9-16小節の下声部に示された旋律は曲中で対主題のように扱われ、
このあと常に主題に伴って示されていきます。
以下説明の中では、便宜上この旋律を対主題と呼ぶことにします。

17-24小節の上声部には、この対主題が模倣されますが、
このうち19-20小節の旋律が27-28小節の下声部に再び示されています。
27-28小節の上声部には19-20小節の下声部の旋律が模倣されており、
結果、上下声部が入れ替わる形となっていますが、
一方の旋律は15度下がり、もう一方は12度上がっています。


個々に半音上げ下げされている音符もあります。

実は、ここですでに12度の2重対位法が用いられているのです。

34小節から後半が始まり、前半で示された上下声部が
12度の2重対位法によって入れ替えられます。
34小節の上声部は d"、42小節の下声部は d で始まっており、
曲の後半は15度(実質8度)のカノンになっています。



曲の前半では冒頭の主題に対旋律がありませんでしたが、
後半では34-41小節の主題に先述の対主題が伴っています。
ただし対主題の34-36小節は一部変形されています。
続く42-49小節の下声部の主題には、前半同様対主題が伴いますが、
34-41小節と42-49小節の主題・対主題を比較すると、
主題は同じ主調なのに、対主題は12度差となっています。


青い音符で示した旋律が、37小節は b、45小節は f" で始まっています。

これもまた12度の2重対位法によって入れ替えられているのです。
このように曲全体の2重対位法以外に、主題とその対旋律にも
2重対位法を使用するという手法は、10度のカノンにおいても
一部の主題で行われていましたが、この曲ではより徹底されています。

68小節から下声部に再び主調の主題が示されますが、
この時の上声部には、34-41小節の下声部とほぼ同じ形に
変形された対主題が、12度上に移して示されています。


青い音符で示した旋律が、34小節は d、45小節は a' で始まっています。

曲は75小節からリピート記号で9小節に戻りますが、
68-75小節と9-16小節を比較すると、今度は対主題が15度下に、
主題が12度上に移された形になっています。


青い音符の旋律はそれぞれ f"、f で始まっていますが、
黒い音符の旋律(主題の途中)は、71小節が d、12小節が a' で始まっています。

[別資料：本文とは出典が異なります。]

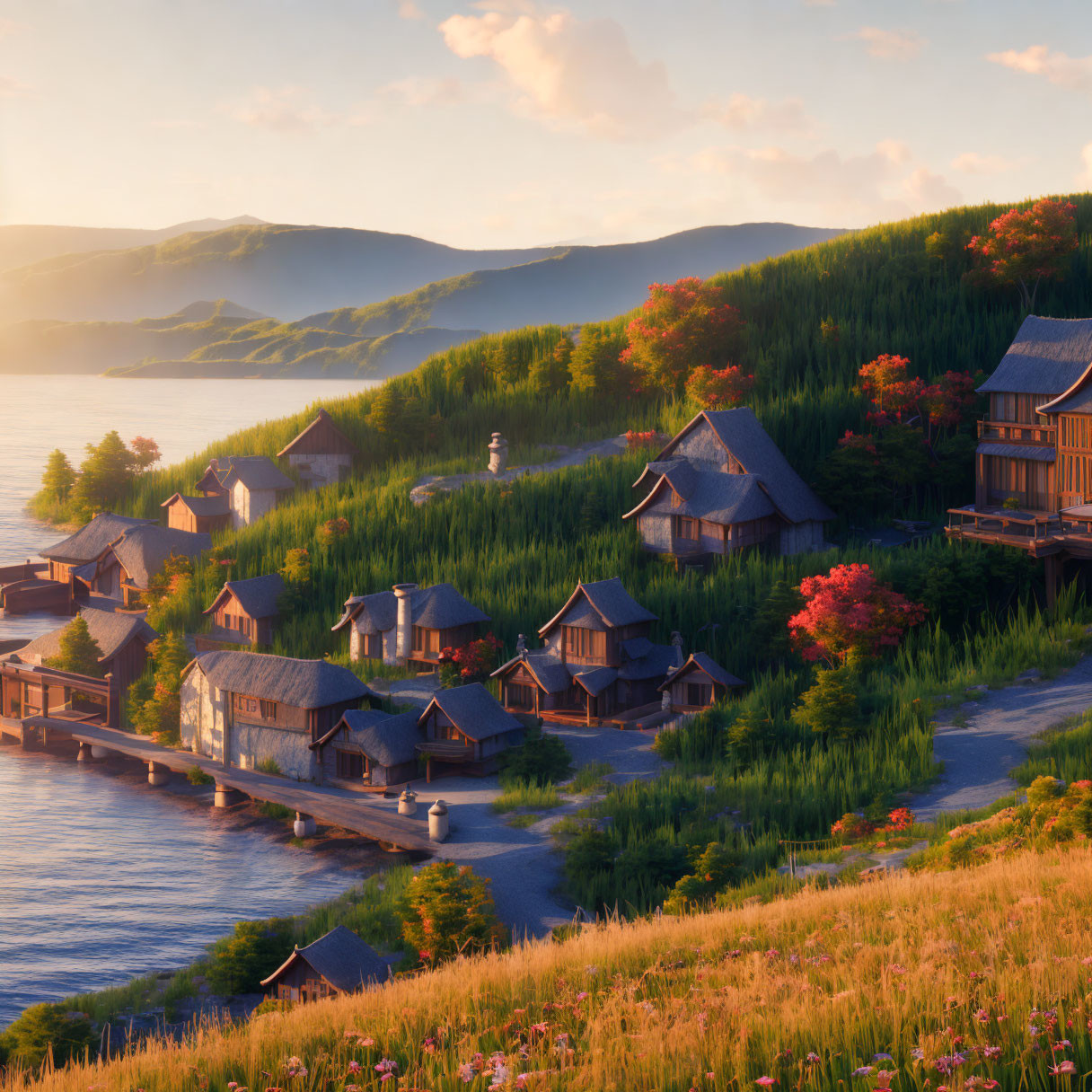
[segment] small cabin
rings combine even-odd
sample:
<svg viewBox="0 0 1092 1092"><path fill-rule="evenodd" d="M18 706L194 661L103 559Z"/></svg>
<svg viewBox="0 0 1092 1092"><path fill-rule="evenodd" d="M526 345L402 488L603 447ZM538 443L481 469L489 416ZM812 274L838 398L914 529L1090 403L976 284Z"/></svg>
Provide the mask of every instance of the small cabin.
<svg viewBox="0 0 1092 1092"><path fill-rule="evenodd" d="M228 455L211 460L195 488L202 497L225 498L238 530L272 512L295 484L265 455Z"/></svg>
<svg viewBox="0 0 1092 1092"><path fill-rule="evenodd" d="M332 627L348 630L352 660L428 669L444 649L459 649L478 636L489 616L451 584L395 584L389 592L354 595Z"/></svg>
<svg viewBox="0 0 1092 1092"><path fill-rule="evenodd" d="M272 644L284 591L284 578L278 572L227 581L204 612L212 618L209 636L236 644Z"/></svg>
<svg viewBox="0 0 1092 1092"><path fill-rule="evenodd" d="M660 685L669 695L672 712L698 713L744 686L704 652L693 652L687 662Z"/></svg>
<svg viewBox="0 0 1092 1092"><path fill-rule="evenodd" d="M176 492L161 506L167 510L167 526L194 534L212 534L232 525L227 494L210 497L183 497Z"/></svg>
<svg viewBox="0 0 1092 1092"><path fill-rule="evenodd" d="M339 925L325 936L296 946L293 953L262 980L265 996L282 1001L317 1001L356 994L382 985L390 964L355 933Z"/></svg>
<svg viewBox="0 0 1092 1092"><path fill-rule="evenodd" d="M330 414L319 410L314 420L277 452L277 459L296 472L306 489L320 489L344 482L359 454Z"/></svg>
<svg viewBox="0 0 1092 1092"><path fill-rule="evenodd" d="M321 776L311 744L378 696L345 667L258 652L199 653L182 672L182 746L244 770L275 762L286 778Z"/></svg>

75小節までを繰り返した後、曲はFinaleと記された終結部に達します。
74-75小節と76-77小節とを比較すると、更にここでも
上下声部の入れ替えが行われていることがわかります。


青い音符で示した旋律が、74小節は a'、76小節は d で始まっています。

最後まで12度の2重対位法にこだわり続けた名人芸的作品です。